"R" Is For Russian. "R" is for Republican
Important reporting from Reuters shows a strategy of coverup by the Republicans
According to the latest reporting by Reuters, Devin Nunes (the recused chair of the House Intel Committee) is still very unrecusedly busy trying to derail any and all investigations into the ways Russia hacked our election. His approach is very Republican: if he can make sure Americans don’t learn about what happened that will mean nothing happened. Nunes’ strategy is to project blame onto officials in the Obama administration who correctly and in line with standing protocols and procedures, asked a special panel for the names of the Americans who were discovered talking with Russian agents during the campaign. They sought to know because it was their job to protect American democracy and they followed the rules in doing so.
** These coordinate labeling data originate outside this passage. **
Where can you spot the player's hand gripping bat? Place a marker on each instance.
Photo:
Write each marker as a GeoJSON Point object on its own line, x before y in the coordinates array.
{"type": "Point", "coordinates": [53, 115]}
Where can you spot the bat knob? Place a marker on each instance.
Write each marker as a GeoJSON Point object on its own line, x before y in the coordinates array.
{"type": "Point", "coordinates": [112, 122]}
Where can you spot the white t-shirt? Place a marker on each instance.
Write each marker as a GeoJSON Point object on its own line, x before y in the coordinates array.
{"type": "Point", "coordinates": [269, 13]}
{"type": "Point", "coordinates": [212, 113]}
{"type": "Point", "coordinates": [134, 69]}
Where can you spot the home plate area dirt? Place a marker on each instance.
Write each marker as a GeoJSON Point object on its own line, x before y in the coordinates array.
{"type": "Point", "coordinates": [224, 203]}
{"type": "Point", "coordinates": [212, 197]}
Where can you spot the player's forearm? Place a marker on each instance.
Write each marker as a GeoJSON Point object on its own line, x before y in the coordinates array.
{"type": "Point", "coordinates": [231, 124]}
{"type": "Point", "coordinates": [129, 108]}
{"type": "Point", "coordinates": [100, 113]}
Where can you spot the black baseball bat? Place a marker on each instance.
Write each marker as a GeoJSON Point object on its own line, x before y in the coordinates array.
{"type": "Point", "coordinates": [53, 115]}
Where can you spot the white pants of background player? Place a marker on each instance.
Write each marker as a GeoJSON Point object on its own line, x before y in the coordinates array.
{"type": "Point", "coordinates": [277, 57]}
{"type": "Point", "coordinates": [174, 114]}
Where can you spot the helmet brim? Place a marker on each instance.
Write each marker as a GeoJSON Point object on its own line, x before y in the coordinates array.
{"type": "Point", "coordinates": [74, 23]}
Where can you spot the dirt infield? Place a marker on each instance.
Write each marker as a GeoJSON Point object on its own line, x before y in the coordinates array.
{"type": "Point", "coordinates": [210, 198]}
Nunes’ theory is simple and simpleminded: Until it becomes known that Americans were colluding with a foreign enemy Nunes believes he can insist no Americans were colluding. Until the colluding Americans are known by name, Nunes can say they don’t exist and the conversations never took place. And how dare these professionals in the Obama administration seek to learn who those people were! In Nunes’ mind it isn’t criminal to collude with a foreign enemy, but it is criminal to investigate that collusion.
The Republican idea is that wrongdoing isn’t the problem, Americans knowing about the wrongdoing is the problem.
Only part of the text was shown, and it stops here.